The new model of great power relations between the US and China has been talked about at least since 2012. Rather than offering a definitive vision of the two countries' new type of relations, political analysts and academic elites from the two sides shared their own views on the prospects for future development of the relations. The new book advances the discussion on key points on the potential to build that relationship.
As a work of historical and current analysis of the new type of the relations, the book comprises six chapters, the first of which summarizes theories of the pessimists, optimists and people warning ofthe US-China relationship. In the second and third chapters, contributing writers offer a historic retrospective of major powers rising and confronting each other, dating back to ancient Greece. They also scrutinize the global political and economic environment in the New World.
Chapters 4 and 5 are mainly about the history and status quo of the US and China relations. The final part of the book presents ways to establish a new type of partnership: deepening understanding and adjusting to each other's strategies, sharing the global responsibilities, searching for more common interests, and preventing severe crises.
To veer from or march toward similar goals is among the main concerns in regards to the future of their relations, and is achieved through cooperation and competition in the historical narrative as well as in the context of globalization.
As the originator and author of parts of the book, Wang Jisi, leading a group of young talent from top Chinese political institutions, articulates in the book the possibilities as well as the challenges of the new type of major country relations.
Lack of trust in each other's promises, growing competition in the Asia-Pacific area, and uncertainties in both societies, China and the US face more critical issues than ever before to develop their relations. Wang offers a reminder in the book that foreign policies will always be an indicator of domestic policies.
Having a neutral and realistic stand, Wang believes China should shoulder its own responsibilities in the international community.
"China won't be a real great power until it learns to tell stories of its own and voice its ideas on the international issues," said Wang at the book-publishing press conference on Jan 9.

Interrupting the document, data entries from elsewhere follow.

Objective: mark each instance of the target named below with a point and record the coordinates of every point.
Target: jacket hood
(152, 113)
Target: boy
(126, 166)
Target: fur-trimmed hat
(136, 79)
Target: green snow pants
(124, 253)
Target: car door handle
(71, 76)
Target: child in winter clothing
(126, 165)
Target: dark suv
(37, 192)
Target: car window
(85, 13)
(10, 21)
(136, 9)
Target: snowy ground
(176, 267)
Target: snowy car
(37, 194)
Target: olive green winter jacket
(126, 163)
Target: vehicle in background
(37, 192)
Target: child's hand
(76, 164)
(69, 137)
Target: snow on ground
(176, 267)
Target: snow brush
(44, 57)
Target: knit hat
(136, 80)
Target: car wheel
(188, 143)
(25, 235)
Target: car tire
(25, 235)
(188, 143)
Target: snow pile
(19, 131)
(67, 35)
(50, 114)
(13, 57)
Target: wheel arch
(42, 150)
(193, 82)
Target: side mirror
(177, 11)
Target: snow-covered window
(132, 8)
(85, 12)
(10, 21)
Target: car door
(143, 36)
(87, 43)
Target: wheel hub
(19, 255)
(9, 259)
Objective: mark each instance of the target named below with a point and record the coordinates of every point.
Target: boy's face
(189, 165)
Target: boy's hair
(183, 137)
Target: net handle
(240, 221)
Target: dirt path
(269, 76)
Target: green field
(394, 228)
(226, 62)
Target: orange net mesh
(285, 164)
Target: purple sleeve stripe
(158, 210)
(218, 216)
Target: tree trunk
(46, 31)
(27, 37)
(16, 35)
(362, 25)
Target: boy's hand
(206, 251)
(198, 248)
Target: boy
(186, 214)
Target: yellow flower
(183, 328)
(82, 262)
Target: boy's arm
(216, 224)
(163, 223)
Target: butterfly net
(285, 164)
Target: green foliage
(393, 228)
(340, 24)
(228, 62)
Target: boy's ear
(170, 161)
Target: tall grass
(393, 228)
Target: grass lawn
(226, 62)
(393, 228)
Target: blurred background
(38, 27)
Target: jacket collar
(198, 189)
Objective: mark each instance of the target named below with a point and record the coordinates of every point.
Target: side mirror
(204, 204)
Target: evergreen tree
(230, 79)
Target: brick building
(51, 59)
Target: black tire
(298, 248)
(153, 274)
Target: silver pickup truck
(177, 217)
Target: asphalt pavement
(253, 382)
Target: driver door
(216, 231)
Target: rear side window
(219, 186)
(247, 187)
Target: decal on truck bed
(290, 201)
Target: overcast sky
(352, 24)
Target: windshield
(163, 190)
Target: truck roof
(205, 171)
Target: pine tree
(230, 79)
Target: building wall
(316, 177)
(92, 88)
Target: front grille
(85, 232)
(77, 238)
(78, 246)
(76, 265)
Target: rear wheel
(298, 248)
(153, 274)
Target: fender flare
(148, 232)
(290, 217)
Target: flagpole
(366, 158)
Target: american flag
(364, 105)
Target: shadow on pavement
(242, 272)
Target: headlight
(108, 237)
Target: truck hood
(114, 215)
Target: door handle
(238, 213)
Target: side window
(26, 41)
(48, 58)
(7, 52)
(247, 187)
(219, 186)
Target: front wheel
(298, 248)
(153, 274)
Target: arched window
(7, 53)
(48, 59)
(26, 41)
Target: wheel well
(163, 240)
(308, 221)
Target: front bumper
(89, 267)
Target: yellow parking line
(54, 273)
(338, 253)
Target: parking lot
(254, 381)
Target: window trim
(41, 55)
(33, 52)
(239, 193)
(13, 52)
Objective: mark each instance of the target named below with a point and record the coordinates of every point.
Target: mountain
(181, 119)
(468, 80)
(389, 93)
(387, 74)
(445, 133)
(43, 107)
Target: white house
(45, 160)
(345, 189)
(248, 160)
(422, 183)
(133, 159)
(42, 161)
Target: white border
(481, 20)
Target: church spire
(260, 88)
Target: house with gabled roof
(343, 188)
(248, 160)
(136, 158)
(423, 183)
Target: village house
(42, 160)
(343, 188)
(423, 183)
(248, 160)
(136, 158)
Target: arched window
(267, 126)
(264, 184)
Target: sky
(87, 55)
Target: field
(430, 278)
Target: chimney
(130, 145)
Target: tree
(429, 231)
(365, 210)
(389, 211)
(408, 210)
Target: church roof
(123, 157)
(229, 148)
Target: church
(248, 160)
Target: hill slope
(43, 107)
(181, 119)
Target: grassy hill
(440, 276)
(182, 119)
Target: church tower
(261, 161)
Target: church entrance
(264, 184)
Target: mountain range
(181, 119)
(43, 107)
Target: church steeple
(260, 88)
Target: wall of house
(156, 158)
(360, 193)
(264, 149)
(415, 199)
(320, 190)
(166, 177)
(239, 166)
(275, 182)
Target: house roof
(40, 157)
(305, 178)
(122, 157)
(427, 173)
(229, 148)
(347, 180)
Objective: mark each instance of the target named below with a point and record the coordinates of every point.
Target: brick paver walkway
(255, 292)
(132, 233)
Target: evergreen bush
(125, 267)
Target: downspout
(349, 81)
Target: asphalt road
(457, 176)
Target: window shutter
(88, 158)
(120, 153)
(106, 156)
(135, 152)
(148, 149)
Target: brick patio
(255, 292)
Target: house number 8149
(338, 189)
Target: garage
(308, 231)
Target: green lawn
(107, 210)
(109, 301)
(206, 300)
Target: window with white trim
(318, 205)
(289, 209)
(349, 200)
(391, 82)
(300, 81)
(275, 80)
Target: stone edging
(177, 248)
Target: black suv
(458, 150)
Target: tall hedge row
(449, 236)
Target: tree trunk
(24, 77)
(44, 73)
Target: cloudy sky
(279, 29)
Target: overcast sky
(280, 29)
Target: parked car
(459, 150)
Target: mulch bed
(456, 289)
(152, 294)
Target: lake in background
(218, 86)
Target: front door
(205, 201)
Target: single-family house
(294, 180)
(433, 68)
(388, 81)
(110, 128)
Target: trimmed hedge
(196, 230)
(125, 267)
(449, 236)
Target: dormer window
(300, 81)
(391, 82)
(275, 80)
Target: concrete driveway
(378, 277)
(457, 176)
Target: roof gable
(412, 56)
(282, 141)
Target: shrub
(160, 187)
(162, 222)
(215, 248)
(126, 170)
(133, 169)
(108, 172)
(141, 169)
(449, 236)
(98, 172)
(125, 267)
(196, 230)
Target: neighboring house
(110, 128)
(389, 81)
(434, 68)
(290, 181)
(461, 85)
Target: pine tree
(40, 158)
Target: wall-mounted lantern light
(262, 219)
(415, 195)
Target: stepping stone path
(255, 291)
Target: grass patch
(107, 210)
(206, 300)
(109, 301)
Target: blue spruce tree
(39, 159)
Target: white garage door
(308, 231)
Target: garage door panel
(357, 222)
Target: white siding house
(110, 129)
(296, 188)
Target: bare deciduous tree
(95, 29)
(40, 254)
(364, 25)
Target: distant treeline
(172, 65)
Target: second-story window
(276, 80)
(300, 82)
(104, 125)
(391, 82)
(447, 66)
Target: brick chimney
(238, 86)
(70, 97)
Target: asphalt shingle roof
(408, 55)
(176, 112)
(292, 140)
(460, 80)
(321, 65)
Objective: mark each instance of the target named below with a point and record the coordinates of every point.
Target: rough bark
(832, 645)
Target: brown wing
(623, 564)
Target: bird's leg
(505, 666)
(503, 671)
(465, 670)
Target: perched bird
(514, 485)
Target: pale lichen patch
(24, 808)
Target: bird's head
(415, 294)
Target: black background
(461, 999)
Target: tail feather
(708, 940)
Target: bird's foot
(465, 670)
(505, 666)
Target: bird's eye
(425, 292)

"The goal will never be the two countries turning out to have the same ideology, will never be the same goal, the same political system, or the same social structures," said Wang, president of the Institute of International and Strategic Studies, Peking University. "The same goal will be that China and the US, based on their own domestic needs and international interests, obtain their own objectives, at home and abroad, within their relations of no confrontation or conflict but mutual respect and win-win cooperation."
The objectives of their own, according to Wang, will be to maintain world order with the US playing a leading role in it; continually developing China's economy and social stability, abiding by the accepted principles.
Respect exists despite the dislike or being displeased with the differences between the two sides.
Mutual respect is built with the acceptance that the US and China work in different ways; through respecting the US in its role as a leader and respecting China and its government.